Perhaps this is why Jesus said, “For if you forgive others their trespasses, your heavenly Father will also forgive you, but if you do not forgive others their trespasses, neither will your Father forgive your trespasses” 

whoa… wait. What was that? 

These are weighty words Jesus uses and it is not an isolated incident. Jesus mentions this concept throughout the gospels. It is weighty. It is difficult. Its also there and if we want to be people of the scripture, we have to deal with the teaching of Jesus concerning enemy love and gospel forgiveness. 

Ultimately our willingness to love and reconcile with enemies is a gospel issue. 

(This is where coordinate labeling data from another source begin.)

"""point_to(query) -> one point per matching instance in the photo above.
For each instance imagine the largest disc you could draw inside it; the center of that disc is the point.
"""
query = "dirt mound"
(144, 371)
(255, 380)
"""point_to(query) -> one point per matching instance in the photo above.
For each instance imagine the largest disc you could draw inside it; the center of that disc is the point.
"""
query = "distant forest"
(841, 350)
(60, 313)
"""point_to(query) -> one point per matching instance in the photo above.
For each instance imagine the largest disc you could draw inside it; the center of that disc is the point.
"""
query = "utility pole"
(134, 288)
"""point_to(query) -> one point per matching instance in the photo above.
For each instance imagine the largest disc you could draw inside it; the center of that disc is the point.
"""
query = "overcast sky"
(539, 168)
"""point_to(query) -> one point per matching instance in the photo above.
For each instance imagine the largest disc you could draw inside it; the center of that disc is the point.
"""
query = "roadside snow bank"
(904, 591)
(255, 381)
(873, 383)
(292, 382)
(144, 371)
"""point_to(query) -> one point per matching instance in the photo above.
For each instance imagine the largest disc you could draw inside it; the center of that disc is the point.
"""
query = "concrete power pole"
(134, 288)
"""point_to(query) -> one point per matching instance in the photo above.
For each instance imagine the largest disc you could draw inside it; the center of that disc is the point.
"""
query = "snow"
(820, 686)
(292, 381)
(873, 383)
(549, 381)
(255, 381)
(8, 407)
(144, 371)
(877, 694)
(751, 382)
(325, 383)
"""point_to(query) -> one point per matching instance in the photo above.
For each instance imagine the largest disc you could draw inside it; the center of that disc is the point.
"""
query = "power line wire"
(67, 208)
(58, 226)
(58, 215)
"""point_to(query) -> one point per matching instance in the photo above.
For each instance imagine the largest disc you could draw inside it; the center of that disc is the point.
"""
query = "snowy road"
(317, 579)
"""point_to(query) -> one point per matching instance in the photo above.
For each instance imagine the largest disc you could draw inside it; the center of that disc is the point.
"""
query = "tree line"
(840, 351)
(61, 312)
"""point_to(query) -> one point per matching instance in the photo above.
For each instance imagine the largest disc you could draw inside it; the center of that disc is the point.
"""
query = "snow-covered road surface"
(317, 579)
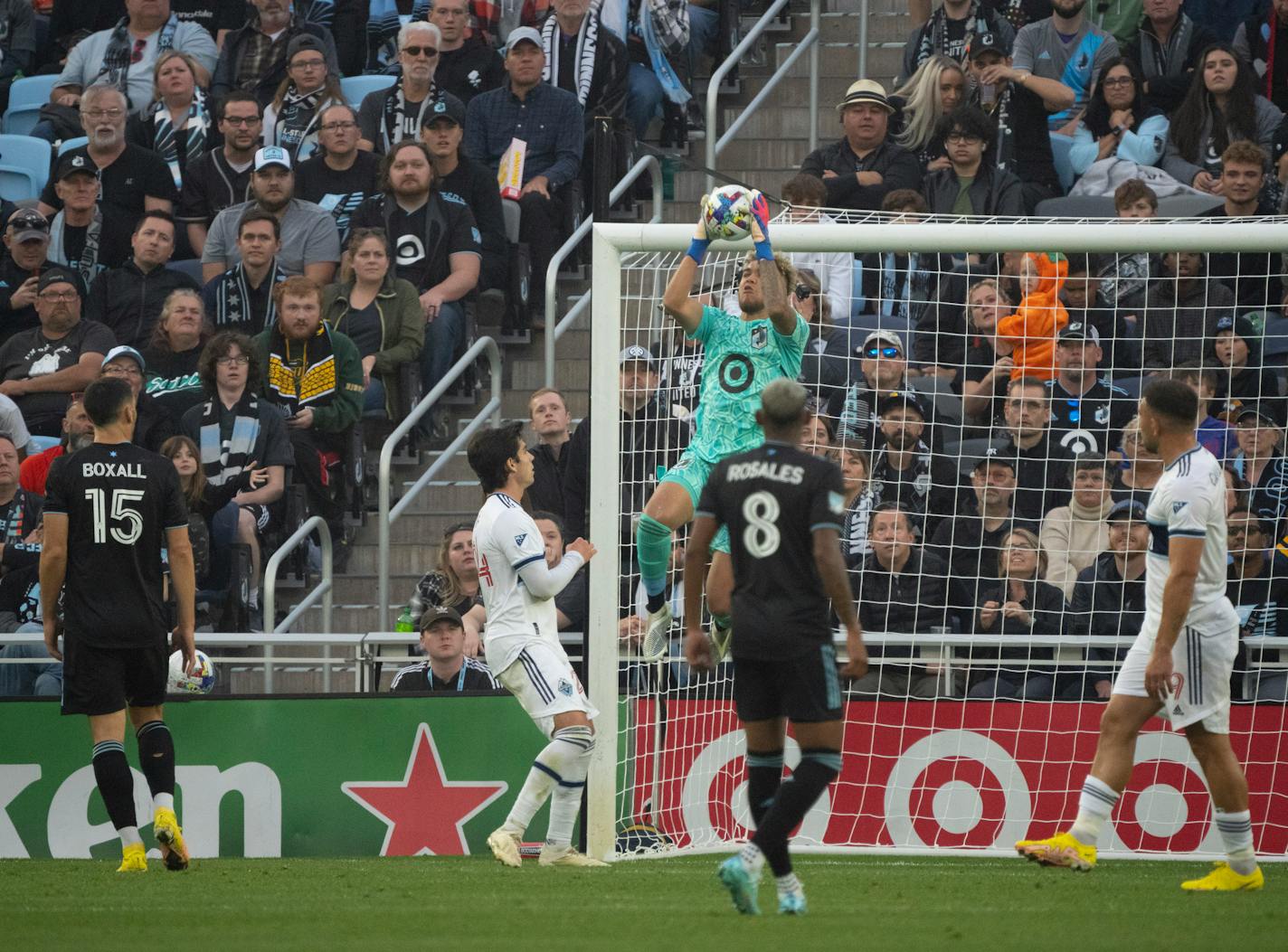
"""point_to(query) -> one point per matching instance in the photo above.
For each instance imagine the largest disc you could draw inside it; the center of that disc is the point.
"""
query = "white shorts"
(544, 682)
(1202, 663)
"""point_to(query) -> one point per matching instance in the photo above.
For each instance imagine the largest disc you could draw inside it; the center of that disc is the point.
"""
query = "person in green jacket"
(315, 376)
(380, 313)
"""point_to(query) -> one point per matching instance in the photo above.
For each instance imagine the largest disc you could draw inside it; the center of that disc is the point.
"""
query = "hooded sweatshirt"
(1035, 325)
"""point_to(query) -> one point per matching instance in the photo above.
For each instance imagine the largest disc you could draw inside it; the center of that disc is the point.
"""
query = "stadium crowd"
(276, 269)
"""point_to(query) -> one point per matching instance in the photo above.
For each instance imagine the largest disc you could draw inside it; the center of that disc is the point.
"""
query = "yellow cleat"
(1223, 879)
(134, 858)
(165, 827)
(1062, 849)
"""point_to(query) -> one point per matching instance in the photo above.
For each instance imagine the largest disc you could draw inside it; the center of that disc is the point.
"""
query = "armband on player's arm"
(544, 581)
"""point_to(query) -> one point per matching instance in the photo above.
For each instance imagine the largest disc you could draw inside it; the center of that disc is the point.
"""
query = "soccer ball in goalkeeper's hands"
(726, 212)
(200, 682)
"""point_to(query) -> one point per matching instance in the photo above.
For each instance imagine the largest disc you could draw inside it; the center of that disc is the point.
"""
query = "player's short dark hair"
(218, 348)
(105, 399)
(554, 518)
(160, 214)
(1173, 401)
(491, 450)
(259, 215)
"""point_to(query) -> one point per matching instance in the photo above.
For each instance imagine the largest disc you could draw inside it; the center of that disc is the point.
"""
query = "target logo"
(957, 788)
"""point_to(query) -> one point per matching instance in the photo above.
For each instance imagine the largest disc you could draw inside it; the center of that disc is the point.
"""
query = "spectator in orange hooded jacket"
(1036, 322)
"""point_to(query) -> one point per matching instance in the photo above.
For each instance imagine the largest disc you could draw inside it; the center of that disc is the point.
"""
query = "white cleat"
(567, 855)
(657, 636)
(505, 848)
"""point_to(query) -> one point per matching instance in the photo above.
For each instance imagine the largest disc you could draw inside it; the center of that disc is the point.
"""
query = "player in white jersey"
(522, 646)
(1180, 664)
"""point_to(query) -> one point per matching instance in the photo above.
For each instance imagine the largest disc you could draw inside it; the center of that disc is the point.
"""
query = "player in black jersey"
(783, 509)
(109, 510)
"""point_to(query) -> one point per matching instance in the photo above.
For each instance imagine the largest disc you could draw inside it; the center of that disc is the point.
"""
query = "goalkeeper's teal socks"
(653, 551)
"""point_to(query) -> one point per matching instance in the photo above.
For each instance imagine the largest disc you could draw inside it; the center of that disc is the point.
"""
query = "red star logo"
(425, 812)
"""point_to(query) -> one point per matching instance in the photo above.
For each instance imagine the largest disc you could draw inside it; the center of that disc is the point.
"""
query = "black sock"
(795, 796)
(764, 776)
(115, 782)
(156, 757)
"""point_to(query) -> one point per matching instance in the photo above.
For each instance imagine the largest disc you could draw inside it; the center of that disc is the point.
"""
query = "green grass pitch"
(670, 904)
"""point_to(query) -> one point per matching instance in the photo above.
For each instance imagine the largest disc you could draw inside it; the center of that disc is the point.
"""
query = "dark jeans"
(541, 227)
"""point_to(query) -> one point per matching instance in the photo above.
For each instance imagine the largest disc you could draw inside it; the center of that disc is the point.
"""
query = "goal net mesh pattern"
(992, 397)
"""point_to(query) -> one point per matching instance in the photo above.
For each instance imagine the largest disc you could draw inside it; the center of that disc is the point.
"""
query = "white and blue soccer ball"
(201, 682)
(726, 212)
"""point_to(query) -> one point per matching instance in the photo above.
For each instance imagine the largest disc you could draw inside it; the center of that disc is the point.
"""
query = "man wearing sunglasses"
(388, 116)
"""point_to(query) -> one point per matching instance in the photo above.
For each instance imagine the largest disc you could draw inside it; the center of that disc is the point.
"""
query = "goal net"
(978, 384)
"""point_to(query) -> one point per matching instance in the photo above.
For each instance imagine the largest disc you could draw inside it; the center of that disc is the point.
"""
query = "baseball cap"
(61, 276)
(447, 107)
(986, 42)
(1126, 509)
(124, 351)
(272, 155)
(72, 163)
(1080, 331)
(637, 353)
(440, 613)
(521, 33)
(27, 224)
(862, 91)
(899, 399)
(1269, 411)
(884, 338)
(304, 42)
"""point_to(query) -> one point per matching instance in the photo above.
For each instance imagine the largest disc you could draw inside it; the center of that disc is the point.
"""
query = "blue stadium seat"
(24, 166)
(355, 88)
(1060, 146)
(26, 97)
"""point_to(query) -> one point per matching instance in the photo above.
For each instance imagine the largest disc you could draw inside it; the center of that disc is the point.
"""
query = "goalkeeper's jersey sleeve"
(741, 358)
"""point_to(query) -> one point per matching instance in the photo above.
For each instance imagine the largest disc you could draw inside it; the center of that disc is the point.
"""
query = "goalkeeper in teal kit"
(742, 355)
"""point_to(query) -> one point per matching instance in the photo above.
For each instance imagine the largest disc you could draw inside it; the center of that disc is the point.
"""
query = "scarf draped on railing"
(166, 141)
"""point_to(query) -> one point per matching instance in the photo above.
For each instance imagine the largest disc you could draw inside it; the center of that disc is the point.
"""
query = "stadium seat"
(1060, 147)
(26, 97)
(24, 166)
(355, 88)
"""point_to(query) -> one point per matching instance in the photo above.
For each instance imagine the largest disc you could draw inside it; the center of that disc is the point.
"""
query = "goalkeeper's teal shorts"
(692, 472)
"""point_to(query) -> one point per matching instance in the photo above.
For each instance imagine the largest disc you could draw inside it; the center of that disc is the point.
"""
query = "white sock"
(565, 799)
(1095, 804)
(1236, 835)
(556, 758)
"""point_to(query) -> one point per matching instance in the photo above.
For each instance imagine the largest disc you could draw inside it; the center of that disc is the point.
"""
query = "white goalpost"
(943, 772)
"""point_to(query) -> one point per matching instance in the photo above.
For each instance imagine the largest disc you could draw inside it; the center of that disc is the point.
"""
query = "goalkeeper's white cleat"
(505, 848)
(567, 855)
(657, 636)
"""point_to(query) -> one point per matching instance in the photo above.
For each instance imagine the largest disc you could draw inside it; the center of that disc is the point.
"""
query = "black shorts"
(804, 688)
(102, 681)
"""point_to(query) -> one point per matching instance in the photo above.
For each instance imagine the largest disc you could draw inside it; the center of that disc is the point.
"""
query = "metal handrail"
(483, 345)
(555, 330)
(321, 590)
(808, 42)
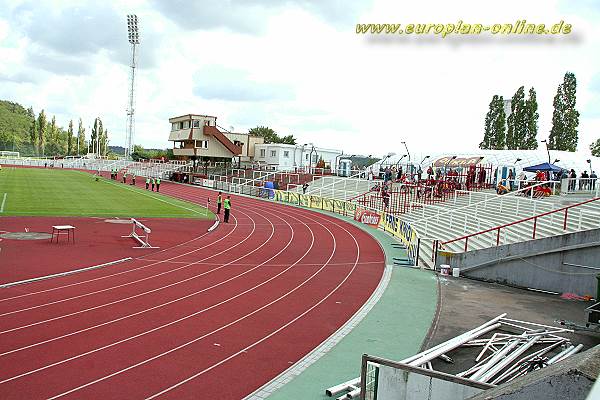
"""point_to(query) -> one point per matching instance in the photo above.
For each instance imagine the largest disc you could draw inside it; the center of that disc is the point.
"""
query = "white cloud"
(299, 67)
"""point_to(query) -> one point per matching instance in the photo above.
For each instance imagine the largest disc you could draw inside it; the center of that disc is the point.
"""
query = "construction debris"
(510, 349)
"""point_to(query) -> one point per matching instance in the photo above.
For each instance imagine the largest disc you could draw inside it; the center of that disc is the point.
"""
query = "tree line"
(519, 131)
(21, 130)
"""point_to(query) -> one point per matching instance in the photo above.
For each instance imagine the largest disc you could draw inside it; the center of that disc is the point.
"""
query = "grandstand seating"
(471, 212)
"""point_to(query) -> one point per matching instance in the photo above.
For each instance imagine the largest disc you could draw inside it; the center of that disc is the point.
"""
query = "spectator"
(511, 179)
(429, 173)
(386, 198)
(227, 207)
(521, 179)
(501, 189)
(572, 179)
(583, 182)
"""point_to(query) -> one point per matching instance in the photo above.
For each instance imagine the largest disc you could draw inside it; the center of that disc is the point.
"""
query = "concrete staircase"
(472, 212)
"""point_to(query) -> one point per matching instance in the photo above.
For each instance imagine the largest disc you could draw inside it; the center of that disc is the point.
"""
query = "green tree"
(565, 118)
(97, 132)
(70, 138)
(494, 128)
(81, 146)
(499, 127)
(41, 131)
(33, 135)
(516, 121)
(531, 121)
(104, 143)
(487, 129)
(595, 148)
(571, 115)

So why is this so important? Why is this such a big deal that Jesus uses such strong language? Well, Romans 12 gives us a clue. Verses 14-21 read 

“14 Bless those who persecute you; bless and do not curse them. 15 Rejoice with those who rejoice, weep with those who weep. 16 Live in harmony with one another. Do not be haughty, but associate with the lowly.[h] Never be wise in your own sight. 17 Repay no one evil for evil, but give thought to do what is honorable in the sight of all. 18 If possible, so far as it depends on you, live peaceably with all. 19 Beloved, never avenge yourselves, but leave it[i] to the wrath of God, for it is written, “Vengeance is mine, I will repay, says the Lord.” 20 To the contrary, “if your enemy is hungry, feed him; if he is thirsty, give him something to drink; for by so doing you will heap burning coals on his head.” 21 Do not be overcome by evil, but overcome evil with good.” 

What Paul essentially says here is that we don’t have to seek vengeance or justice when we’ve been hurt or wronged. God will. Vengeance belongs to God and he will have it. This is both powerful and terrible. Whats being said here is that God is just and he will right every wrong. We don’t have to seek vengeance because God will make sure all wrongdoers give an account. How encouraging for the wronged and how terrible to the wrongdoer. As the writer of Hebrews warns “It is a fearful thing to fall into the hands of the living God.” 

This should give us pause. We don’t have to seek vengeance because God will. But we are all sinners. We are all deserving of the wrathful justice of God. It is only by the reconciling work of Jesus that we have escaped this fearful thing. 

And this is exactly the point. 

What Paul tells us in Romans 12 brings us here. We don’t have to seek justice because God will, rather we simply get to love and serve those who’ve wronged us. This phrase “…by so doing you will heap burning coals on his head…” is another way of saying that our love might lead them to repentance. 

Do you see? Just as the kindness of God has led us to repentance, perhaps our loving kindness to those who have wronged us can lead them to repentance. Perhaps they too can fall at the feet of Jesus and receive forgiveness and avoid the coming judgment! What a glorious gift we have to love our enemies! Perhaps by doing so, they may be brought into the kingdom! 

This is why Peter says in his first epistle “The end of all things is at hand; therefore be self-controlled and sober-minded for the sake of your prayers. Above all, keep loving one another earnestly, since love covers a multitude of sins” 

Church, the end is near. Jesus will return to judge the quick and the dead. Do you hear this? There is a day of judgment and reckoning coming and there are real people dead in their sins who will come face to face with a wrathful and just God. In light of this reality, why would we hold onto our hurts and grievances? There isn’t enough time! We must love our enemies with radical and ferocious generosity. Perhaps some will come to repentance and avoid the coming judgment! 

In light of such a wonderful possibility, cant we all look upon our hurts and broken relationships and, by the power of the Spirit, love our enemies?